In this study, we examined the prevalence and correlates of current synthetic cannabinoid (SC) use among high school seniors in the United States.
Monitoring the Future, an annual nationally representative survey of high school seniors, began querying current (30-day) SC use in 2014. Data were examined from the 2 most recent cohorts (2014-2015; N = 7805). Prevalence of self-reported use was examined and differences in demographics and recency and frequency of other drug use was compared between current marijuana-only users and current SC (plus marijuana) users using χ2 and generalized linear model using Poisson.

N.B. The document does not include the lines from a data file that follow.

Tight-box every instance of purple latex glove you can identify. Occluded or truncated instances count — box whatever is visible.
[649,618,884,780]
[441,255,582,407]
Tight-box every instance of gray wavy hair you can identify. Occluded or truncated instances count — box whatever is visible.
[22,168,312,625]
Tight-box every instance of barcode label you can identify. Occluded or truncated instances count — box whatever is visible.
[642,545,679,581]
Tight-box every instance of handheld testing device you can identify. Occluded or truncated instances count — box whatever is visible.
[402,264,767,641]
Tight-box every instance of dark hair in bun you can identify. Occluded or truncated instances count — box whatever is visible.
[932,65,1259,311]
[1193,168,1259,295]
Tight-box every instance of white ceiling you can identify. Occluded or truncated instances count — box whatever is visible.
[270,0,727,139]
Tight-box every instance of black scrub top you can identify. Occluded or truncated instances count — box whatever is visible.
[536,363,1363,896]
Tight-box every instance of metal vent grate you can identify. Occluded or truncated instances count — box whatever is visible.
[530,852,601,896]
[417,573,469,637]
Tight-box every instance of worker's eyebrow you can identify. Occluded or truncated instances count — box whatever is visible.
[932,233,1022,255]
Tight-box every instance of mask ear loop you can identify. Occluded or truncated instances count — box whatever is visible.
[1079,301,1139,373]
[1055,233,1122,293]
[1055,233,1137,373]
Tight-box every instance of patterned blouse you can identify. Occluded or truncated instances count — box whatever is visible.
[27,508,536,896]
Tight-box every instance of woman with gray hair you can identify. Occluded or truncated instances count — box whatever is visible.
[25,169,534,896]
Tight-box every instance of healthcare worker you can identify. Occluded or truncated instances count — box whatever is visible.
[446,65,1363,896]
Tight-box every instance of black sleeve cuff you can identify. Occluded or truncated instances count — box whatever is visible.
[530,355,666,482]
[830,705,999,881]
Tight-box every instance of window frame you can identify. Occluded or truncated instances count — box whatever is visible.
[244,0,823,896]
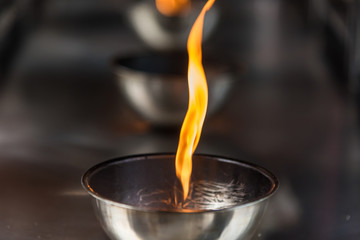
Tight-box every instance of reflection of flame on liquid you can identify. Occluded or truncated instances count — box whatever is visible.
[175,0,215,200]
[155,0,190,16]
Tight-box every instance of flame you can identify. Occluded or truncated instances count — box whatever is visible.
[155,0,190,16]
[175,0,215,200]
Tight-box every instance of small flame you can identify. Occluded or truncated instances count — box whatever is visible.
[155,0,190,17]
[175,0,215,200]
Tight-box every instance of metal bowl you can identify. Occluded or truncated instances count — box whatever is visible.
[114,52,241,126]
[82,154,278,240]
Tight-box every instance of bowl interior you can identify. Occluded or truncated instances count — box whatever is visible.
[113,51,233,77]
[83,154,278,210]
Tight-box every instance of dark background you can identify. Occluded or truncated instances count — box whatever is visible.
[0,0,360,240]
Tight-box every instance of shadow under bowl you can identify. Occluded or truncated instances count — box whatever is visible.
[114,53,241,127]
[82,154,278,240]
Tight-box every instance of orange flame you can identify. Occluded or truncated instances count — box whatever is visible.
[155,0,190,16]
[175,0,215,200]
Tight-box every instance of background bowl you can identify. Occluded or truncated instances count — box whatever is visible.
[82,154,278,240]
[114,52,241,126]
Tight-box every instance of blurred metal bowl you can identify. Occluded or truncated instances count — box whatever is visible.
[114,52,240,126]
[82,154,278,240]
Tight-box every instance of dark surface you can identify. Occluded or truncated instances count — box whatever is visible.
[0,0,360,240]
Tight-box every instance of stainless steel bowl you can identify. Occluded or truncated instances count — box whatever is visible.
[114,52,242,126]
[82,154,278,240]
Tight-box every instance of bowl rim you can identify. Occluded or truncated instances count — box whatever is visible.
[110,51,242,82]
[81,153,280,214]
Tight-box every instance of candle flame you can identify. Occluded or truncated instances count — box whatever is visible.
[175,0,215,200]
[155,0,190,17]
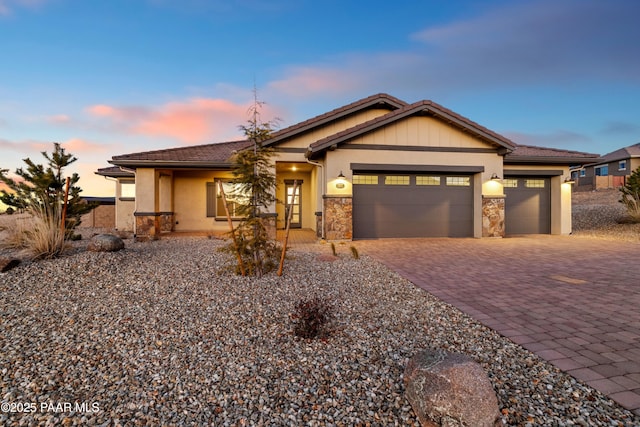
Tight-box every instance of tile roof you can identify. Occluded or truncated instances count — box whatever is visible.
[94,166,135,178]
[504,144,598,163]
[109,140,251,166]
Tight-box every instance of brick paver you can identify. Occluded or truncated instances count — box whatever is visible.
[342,236,640,415]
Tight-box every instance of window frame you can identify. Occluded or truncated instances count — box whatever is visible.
[210,178,250,221]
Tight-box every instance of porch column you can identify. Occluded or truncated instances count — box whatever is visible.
[324,195,353,240]
[134,168,161,238]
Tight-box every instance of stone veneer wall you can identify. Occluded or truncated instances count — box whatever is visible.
[324,196,353,240]
[262,213,278,240]
[482,196,504,237]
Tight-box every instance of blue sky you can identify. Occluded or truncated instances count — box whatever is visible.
[0,0,640,195]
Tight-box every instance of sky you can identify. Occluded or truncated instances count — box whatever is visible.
[0,0,640,201]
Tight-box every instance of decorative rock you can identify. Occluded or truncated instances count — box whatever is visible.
[0,258,20,273]
[404,350,500,427]
[87,234,124,252]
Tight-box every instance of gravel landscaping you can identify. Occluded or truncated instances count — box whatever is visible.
[0,191,640,426]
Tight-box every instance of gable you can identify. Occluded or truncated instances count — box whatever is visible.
[349,116,496,151]
[274,109,389,152]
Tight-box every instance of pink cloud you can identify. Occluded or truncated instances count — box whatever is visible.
[61,138,106,155]
[87,98,282,144]
[269,67,360,96]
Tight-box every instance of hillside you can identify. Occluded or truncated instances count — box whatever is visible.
[572,189,640,242]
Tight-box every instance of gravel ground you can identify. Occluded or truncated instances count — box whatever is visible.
[572,190,640,242]
[0,193,640,426]
[0,238,640,426]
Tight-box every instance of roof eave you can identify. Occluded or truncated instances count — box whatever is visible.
[109,159,232,170]
[504,155,596,165]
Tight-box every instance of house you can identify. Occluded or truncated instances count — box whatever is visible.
[97,94,598,240]
[572,143,640,191]
[80,196,116,229]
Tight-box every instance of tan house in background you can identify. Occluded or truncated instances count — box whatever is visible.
[97,94,598,240]
[571,143,640,191]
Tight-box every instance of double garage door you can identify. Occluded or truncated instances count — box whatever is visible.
[353,173,473,239]
[353,172,551,239]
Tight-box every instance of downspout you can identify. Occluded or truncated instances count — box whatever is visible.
[305,156,327,239]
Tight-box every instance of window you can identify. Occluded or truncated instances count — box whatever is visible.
[353,175,378,185]
[120,181,136,199]
[524,179,544,188]
[207,179,249,218]
[502,178,518,188]
[384,175,409,185]
[416,176,440,185]
[447,176,471,187]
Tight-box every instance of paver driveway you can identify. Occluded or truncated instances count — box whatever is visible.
[354,235,640,415]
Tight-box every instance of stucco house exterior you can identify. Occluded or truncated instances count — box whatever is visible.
[572,142,640,191]
[97,94,598,240]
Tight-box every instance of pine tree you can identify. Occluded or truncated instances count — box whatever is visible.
[0,142,96,230]
[233,92,278,276]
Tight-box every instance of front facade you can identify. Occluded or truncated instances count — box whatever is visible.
[98,94,597,240]
[572,143,640,191]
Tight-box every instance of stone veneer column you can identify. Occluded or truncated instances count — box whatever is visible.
[260,213,278,240]
[482,196,504,237]
[324,195,353,240]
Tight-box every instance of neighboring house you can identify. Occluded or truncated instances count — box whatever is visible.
[572,143,640,191]
[97,94,598,240]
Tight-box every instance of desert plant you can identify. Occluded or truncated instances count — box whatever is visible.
[350,246,360,259]
[291,296,331,339]
[22,200,66,259]
[0,142,98,230]
[620,167,640,222]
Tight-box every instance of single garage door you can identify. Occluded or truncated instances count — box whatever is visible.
[353,172,473,239]
[503,176,551,234]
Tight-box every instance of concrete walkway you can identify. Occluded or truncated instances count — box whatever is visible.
[344,235,640,415]
[290,234,640,415]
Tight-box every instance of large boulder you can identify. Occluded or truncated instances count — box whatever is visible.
[0,257,20,273]
[404,350,501,427]
[87,234,124,252]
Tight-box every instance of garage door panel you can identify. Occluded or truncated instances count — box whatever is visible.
[353,175,473,238]
[504,177,551,235]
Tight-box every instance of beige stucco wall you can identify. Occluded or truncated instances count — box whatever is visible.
[116,179,136,232]
[173,171,238,232]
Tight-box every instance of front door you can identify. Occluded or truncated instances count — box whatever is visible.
[284,180,302,228]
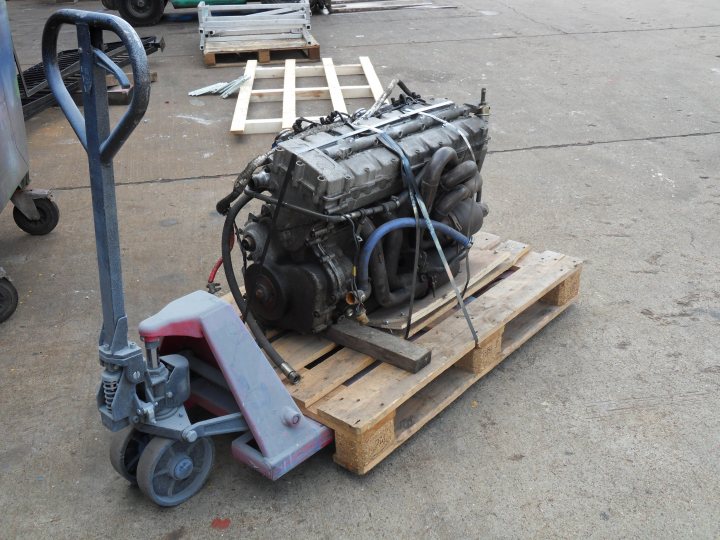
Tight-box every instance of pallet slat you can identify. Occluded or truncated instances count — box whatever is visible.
[323,58,348,113]
[280,60,297,129]
[230,60,257,133]
[217,233,582,474]
[230,56,382,135]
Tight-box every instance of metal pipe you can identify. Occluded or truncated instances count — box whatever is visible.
[358,218,472,291]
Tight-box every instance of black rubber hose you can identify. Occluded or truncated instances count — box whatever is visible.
[419,146,458,212]
[215,153,270,216]
[440,161,478,189]
[358,219,428,307]
[433,172,482,217]
[221,194,300,384]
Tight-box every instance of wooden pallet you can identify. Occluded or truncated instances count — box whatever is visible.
[230,56,383,135]
[332,0,456,13]
[225,233,582,474]
[203,34,320,66]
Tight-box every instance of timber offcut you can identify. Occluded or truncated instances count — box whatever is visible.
[222,232,582,474]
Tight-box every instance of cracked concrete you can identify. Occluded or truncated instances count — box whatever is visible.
[0,0,720,539]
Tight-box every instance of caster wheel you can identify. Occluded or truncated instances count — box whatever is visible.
[137,437,215,506]
[0,278,18,322]
[13,199,60,236]
[110,427,152,484]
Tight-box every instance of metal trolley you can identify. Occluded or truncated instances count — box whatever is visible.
[0,0,60,323]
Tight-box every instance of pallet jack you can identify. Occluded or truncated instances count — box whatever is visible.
[42,9,333,506]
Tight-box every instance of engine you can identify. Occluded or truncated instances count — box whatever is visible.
[226,94,489,333]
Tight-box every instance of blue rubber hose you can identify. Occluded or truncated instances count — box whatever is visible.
[358,218,472,290]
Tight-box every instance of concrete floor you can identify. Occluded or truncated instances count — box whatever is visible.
[0,0,720,539]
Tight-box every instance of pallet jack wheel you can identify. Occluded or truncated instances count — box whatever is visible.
[137,437,215,506]
[0,278,18,323]
[13,199,60,236]
[110,427,152,484]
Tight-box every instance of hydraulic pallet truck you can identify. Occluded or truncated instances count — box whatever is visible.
[42,9,333,506]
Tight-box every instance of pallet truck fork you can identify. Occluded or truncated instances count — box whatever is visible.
[42,9,333,506]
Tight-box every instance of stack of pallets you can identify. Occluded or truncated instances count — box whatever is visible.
[198,0,320,66]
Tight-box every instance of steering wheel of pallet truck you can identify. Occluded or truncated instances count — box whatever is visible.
[42,9,150,163]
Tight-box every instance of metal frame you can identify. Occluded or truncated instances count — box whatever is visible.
[198,0,313,50]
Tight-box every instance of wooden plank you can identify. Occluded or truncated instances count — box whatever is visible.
[340,367,477,474]
[324,319,430,373]
[250,84,372,103]
[230,60,257,133]
[272,333,337,370]
[255,64,364,79]
[323,58,350,113]
[288,349,375,407]
[318,253,574,432]
[280,60,297,129]
[360,56,385,101]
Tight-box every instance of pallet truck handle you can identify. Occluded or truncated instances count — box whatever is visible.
[42,9,150,354]
[42,9,150,163]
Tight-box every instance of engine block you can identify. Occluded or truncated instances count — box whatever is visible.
[236,99,488,332]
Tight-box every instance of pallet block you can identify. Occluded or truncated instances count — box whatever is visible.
[222,233,582,474]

We found that 2.9% of students reported current SC use; 1.4% of students (49.7% of users) reported using SCs on ≥3 days in the past month. SC users were more likely to report more recent (and often more frequent) use of lysergic acid diethylamide, cocaine, heroin, and/or nonmedical use of opioids compared with marijuana-only users. Compared with current marijuana-only users, SC users were more likely to report lower parent education (P < .05) and current use of a higher number of illegal drugs other than marijuana (Ps < .001). Students using SCs ≥10 times in the past month were more likely to be boys, frequent marijuana users (Ps < .01), African American, and users of multiple other illegal drugs (Ps < .001).
SC use is typically part of a repertoire of polydrug use, and polydrug use is less prevalent among marijuana-only users. Current SC users are at risk for poisoning from use of the newest generation of SCs and from concurrent drug use.